On 4/19/2010 12:25 PM, Jim Adcock wrote:
In other words, an ".epub" file is just a ".zip" file with a few additional metadata files added. Software that purports to "convert" HTML to .epub should not do /anything/ to the source file, except perhaps to insure that it is valid XHTML (for older HTML files). There is no need to validate an .epub conversion, as no conversion should have occurred. If a rendered .epub document does not look exactly like the same collection of files rendered by a browser from the file system, it is the fault of the .epub rendering software, not the "conversion."
You make an interesting thesis, which, rare in the case of DP/PG arguments, is eminently testable. I have done so, and you clearly have not. Take a PG HTML zip file, say "76" for the sake of completeness. Download it, and unpack it on your computer. Take a PG epub "zip" file, say pg76.epub for concreteness. Download it, and unpack it on your computer.
Now, look at the contents.
Do they have the same HTML files?
Yes, they do. The file names have been altered, but the content is virtually the same. [snip]
Do the have the same number of HTML files?
Yes they do. Each has eight parts plus the godawful and legally unnecessary PG header (Apple is doing the world a favor by stripping it away. [snip]
Are the contents of the HTML files identical?
No they are not.
No, they are not. Mr. Perathoner's files 1.) have been converted from ISO-8859 to Unicode/UTF-8; 2.) have extracted the internal style sheets into external style sheets; 3.) have added a links to a "center contents pages" and generic "pgepub" stylesheet; 4.) have added "id" attributes for use by .epub user agents for navigation; and 5.) have changed all the internal links to match the file paths inside his archive. All of these steps, except #3, are harmless and do not affect the presentation of the content. Indeed, with the exception of centering the tables they are probably all desirable things to do.
For the sake of completeness, open the first HTML file of each. Do the files RENDER the same on your browser when you actually TRY them to see if your thesis is correct?
No they do not RENDER the same.
First of all, it is your thesis not mine. I rarely, if ever, download files from PG; instead I get them from some other source where the quality of the files has more importance. But you are correct, with an unaltered archive they do /not/ render the same. However, if you delete the "pgepub.css" file, or delete its contents, they /do/ render the same with the exception of the centered tables of contents. If you delete all the odd numbered .css files, then they /do/ render identically. This is, of course, exactly why embedding style information inside an HTML file is a bad thing (you can't change the presentation without editing the HTML) and including a link to a generic stylesheet is a good thing (just find the stylesheet you like, copy it over the top of the generic one, and voilĂ , your book, your way). All of this can be accomplished by using a visual zip tool, and without ever having to edit a file (other than your zipper). Although we definitely need to talk Mr. Perathoner out of adding a link to a "center me" style sheet.
It is an interesting thesis that PG epub files are "just" a zipped version of the PG HTML files -- but it is an easily demonstrably false thesis.
I never said that /PG/ .epub files are just a zipped version of /PG/ HTML files; I said that technically conforming .epub files are just zipped versions of their source HTML files.
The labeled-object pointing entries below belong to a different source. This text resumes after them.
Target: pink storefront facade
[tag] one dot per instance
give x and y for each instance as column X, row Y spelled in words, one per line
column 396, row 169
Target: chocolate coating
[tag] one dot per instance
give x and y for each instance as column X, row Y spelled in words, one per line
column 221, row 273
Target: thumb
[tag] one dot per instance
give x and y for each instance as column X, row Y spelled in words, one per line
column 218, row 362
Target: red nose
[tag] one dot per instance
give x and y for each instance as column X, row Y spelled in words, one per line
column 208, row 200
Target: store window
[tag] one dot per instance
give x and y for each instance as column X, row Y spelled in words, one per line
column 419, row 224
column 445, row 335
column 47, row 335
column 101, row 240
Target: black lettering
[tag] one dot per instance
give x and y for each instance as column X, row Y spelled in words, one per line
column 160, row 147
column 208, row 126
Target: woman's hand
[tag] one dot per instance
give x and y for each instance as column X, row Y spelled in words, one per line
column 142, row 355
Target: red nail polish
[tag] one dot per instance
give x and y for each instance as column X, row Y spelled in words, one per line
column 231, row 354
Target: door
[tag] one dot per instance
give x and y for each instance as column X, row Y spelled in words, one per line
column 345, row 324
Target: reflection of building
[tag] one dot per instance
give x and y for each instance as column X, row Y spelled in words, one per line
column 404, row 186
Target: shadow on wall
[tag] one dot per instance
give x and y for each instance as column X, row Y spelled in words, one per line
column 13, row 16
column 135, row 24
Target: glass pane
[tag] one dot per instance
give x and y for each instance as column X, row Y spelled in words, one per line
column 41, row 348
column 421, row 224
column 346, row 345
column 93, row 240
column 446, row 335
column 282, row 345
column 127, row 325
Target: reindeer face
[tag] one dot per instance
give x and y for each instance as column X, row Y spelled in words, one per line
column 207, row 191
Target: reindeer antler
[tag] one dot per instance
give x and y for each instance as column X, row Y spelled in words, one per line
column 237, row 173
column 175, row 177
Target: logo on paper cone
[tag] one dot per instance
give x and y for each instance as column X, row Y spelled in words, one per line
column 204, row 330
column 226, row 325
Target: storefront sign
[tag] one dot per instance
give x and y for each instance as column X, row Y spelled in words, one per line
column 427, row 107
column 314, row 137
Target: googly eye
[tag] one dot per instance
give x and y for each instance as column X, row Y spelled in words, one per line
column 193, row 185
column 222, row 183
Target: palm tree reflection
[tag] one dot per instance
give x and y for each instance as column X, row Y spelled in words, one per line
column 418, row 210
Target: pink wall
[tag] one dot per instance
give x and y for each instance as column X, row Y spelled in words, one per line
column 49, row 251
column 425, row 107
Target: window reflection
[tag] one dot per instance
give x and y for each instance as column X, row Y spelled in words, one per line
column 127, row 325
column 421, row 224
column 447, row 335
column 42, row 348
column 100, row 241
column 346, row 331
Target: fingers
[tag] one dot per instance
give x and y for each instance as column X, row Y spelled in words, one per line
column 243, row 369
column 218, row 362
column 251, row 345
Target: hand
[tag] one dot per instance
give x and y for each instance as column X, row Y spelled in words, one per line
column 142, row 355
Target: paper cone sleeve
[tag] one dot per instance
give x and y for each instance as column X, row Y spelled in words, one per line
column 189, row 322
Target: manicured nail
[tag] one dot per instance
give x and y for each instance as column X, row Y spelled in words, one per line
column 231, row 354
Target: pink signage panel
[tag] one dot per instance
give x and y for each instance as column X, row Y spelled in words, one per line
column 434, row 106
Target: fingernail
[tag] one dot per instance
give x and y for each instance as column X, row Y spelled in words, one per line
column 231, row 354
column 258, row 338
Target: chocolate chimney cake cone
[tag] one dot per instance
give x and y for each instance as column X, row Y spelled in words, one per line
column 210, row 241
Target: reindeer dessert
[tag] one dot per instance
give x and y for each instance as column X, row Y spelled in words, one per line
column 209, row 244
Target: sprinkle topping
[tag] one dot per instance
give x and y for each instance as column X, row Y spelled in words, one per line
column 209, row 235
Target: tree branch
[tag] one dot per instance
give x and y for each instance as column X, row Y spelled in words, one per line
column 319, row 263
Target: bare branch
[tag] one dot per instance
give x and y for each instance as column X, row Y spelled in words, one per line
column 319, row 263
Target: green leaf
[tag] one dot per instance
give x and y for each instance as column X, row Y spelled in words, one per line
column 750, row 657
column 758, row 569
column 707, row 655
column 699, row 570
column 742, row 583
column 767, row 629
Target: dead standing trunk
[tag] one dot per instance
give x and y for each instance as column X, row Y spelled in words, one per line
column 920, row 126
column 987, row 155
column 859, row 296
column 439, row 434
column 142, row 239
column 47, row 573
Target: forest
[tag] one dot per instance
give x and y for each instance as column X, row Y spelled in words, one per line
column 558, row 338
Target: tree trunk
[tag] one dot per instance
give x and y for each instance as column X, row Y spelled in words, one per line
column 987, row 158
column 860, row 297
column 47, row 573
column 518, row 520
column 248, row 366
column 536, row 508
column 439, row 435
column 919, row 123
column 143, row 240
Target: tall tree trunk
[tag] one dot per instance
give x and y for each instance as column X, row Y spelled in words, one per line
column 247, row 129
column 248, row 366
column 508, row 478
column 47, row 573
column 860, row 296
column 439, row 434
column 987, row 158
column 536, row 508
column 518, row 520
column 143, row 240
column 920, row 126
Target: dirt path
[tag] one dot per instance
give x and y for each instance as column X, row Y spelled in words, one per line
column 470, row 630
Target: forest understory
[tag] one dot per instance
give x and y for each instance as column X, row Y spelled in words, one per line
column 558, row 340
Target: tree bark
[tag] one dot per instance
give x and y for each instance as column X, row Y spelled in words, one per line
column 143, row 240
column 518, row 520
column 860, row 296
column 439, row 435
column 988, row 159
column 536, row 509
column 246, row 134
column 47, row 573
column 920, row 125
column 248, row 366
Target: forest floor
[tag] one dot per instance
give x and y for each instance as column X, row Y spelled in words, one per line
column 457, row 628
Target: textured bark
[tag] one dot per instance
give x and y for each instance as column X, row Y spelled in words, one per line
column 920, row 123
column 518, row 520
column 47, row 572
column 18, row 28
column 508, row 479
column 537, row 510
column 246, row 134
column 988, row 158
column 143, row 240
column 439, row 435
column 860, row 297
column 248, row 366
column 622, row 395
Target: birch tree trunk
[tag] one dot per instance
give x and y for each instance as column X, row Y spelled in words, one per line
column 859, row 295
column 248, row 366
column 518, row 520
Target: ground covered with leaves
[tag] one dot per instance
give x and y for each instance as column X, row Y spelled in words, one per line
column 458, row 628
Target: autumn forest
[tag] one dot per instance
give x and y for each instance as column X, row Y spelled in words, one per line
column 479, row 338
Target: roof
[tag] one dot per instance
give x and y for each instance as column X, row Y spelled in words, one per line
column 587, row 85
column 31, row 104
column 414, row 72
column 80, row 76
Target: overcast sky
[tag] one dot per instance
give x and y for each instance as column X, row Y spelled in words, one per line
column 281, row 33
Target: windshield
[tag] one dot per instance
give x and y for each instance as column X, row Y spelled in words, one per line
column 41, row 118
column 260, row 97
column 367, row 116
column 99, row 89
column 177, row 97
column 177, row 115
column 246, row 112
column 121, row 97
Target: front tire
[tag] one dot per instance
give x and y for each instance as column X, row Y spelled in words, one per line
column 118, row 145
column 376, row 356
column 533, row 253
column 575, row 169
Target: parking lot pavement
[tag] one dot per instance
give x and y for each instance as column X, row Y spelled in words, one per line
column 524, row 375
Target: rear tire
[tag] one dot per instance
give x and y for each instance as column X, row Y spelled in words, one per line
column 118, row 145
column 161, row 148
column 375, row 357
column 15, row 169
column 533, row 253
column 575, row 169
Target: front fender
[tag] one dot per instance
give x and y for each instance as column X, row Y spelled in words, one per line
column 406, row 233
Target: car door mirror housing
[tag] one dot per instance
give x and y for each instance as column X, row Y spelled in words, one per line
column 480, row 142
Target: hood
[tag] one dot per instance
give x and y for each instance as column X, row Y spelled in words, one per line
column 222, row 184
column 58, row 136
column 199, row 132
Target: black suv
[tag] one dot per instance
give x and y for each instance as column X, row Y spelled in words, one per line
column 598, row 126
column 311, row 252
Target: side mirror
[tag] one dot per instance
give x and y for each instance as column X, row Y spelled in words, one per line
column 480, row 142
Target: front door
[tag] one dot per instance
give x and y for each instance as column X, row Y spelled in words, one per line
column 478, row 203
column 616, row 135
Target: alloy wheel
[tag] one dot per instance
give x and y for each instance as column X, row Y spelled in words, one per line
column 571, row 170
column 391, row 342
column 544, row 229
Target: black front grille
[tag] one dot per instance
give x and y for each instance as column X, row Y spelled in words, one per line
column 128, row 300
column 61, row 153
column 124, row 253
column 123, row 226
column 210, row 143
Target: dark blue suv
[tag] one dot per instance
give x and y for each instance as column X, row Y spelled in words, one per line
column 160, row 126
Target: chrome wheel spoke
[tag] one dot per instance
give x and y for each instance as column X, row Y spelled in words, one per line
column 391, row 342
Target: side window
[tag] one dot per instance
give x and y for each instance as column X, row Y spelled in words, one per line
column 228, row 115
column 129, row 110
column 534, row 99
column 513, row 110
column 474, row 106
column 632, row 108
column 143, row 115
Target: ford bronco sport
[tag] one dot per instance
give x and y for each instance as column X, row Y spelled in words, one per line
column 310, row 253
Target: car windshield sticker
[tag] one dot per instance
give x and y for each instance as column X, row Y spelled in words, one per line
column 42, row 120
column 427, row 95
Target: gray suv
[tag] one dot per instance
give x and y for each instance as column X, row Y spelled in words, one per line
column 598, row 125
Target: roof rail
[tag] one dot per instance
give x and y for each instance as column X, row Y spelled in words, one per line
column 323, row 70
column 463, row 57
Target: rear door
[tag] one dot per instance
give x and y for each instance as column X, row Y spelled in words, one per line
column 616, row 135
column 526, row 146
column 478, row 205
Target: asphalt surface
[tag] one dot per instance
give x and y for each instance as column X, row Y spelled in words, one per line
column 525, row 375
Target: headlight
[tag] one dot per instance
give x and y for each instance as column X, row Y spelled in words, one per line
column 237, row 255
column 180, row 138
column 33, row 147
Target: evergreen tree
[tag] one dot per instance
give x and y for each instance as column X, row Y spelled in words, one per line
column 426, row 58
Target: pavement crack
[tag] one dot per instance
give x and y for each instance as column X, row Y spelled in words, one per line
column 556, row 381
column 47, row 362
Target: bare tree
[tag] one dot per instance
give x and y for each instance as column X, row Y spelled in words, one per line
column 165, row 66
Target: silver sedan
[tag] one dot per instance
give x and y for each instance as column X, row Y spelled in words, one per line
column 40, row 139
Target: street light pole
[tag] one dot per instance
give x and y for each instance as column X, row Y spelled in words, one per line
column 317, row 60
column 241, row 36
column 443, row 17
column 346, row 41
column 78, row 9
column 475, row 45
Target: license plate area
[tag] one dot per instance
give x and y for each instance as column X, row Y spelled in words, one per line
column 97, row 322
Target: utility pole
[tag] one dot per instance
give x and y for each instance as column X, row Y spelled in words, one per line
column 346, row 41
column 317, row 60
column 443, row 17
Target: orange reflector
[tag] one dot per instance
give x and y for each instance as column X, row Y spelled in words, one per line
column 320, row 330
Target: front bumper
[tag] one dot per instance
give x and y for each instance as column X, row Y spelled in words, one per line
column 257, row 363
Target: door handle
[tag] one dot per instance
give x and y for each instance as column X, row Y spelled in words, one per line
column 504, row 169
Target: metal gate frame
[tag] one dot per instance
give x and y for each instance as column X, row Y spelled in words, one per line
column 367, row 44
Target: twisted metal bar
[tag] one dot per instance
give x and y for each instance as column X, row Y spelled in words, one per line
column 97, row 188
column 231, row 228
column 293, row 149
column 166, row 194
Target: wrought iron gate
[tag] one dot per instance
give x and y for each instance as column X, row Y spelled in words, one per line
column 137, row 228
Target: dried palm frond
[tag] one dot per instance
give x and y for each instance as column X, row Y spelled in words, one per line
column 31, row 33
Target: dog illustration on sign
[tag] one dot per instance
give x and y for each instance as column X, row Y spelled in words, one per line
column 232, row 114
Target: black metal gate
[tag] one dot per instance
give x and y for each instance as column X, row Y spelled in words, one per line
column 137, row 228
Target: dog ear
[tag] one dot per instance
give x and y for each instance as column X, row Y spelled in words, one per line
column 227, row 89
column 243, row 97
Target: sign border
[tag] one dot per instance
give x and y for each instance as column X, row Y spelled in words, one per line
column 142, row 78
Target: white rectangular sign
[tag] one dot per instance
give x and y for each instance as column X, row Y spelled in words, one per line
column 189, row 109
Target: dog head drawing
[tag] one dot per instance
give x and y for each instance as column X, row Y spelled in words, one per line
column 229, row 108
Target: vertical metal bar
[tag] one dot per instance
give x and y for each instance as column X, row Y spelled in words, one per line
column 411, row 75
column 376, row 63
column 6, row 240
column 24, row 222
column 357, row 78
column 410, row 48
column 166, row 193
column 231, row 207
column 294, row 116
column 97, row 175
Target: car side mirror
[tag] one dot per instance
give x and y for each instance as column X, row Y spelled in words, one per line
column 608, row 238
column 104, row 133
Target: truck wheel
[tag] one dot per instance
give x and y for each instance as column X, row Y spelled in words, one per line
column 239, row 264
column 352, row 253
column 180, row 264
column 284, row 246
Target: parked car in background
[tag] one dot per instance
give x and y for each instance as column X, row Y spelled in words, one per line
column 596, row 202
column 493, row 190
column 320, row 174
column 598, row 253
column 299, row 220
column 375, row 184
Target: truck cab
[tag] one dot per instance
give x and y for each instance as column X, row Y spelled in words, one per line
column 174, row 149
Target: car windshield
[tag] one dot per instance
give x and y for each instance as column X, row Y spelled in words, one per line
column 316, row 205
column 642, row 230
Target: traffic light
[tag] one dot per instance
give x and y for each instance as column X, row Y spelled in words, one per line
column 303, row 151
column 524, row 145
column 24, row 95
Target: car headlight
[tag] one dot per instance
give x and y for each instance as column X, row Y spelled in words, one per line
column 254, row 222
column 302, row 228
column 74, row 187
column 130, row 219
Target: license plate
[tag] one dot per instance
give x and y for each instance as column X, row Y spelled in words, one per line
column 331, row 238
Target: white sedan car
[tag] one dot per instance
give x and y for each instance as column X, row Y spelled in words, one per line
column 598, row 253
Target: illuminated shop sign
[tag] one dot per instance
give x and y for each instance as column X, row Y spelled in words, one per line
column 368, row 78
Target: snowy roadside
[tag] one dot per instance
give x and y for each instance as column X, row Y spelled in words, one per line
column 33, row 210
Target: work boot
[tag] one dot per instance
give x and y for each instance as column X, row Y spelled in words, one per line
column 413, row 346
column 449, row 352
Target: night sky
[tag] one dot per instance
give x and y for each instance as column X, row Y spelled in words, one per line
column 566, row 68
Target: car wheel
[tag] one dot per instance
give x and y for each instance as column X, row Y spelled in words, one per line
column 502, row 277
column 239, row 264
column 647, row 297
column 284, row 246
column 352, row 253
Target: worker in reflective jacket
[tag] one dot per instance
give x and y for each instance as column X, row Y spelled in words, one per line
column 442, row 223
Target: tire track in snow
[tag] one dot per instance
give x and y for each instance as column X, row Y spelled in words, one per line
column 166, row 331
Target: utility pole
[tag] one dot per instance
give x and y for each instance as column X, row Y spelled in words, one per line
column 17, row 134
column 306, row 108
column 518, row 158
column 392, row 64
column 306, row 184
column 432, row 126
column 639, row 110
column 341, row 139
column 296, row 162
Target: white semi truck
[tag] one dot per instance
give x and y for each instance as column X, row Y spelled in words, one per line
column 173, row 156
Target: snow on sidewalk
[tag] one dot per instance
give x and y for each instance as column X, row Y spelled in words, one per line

It is certainly possible to take an HTML file, alter it, and make an .epub file from the newly altered file. Personally, I would view that as a flaw in the conversion software, though, and independent of the issue of .epub encapsulation.
Marcello's epub software does more than "just" pack the HTML files into an epub package. Ask him for a copy of his converter software, and see what the conversion actually entails. And/or ask Marcello what conversions he actually does to move from the HTML version to the epub version.
True. Apparently, Mr. Perathoner's software extracts embedded CSS information and moves it to an external style sheet (as it should), creates a "<div class='c1'>" around the tables of contents and illustrations, with a corresponding style sheet that centers the contents (which it should not), and adds a link to a generic "pgepub" style sheet (as it should), in addition to altering names for navigation purposes. Now apparently, your complaint is not that PG HTML does not make good .epub files, or that including a generic stylesheet "breaks" the ".epub", but that you don't like the .epub generator that Mr. Perathoner wrote. That complaint, with which I sympathize, needs to be directed to him individually; it cannot, however, be generalized to /all/ .epub files, only those created by his software.
Thus again, I suggest that it would be a good idea to have a portable version of Marcello's epub conversion software that we could use for testing on our local machines. Given a portable version of the epub conversion software going to mobi is easy using the same Amazon/Mobipocket provided epub->mobi conversion software that Marcello is already using.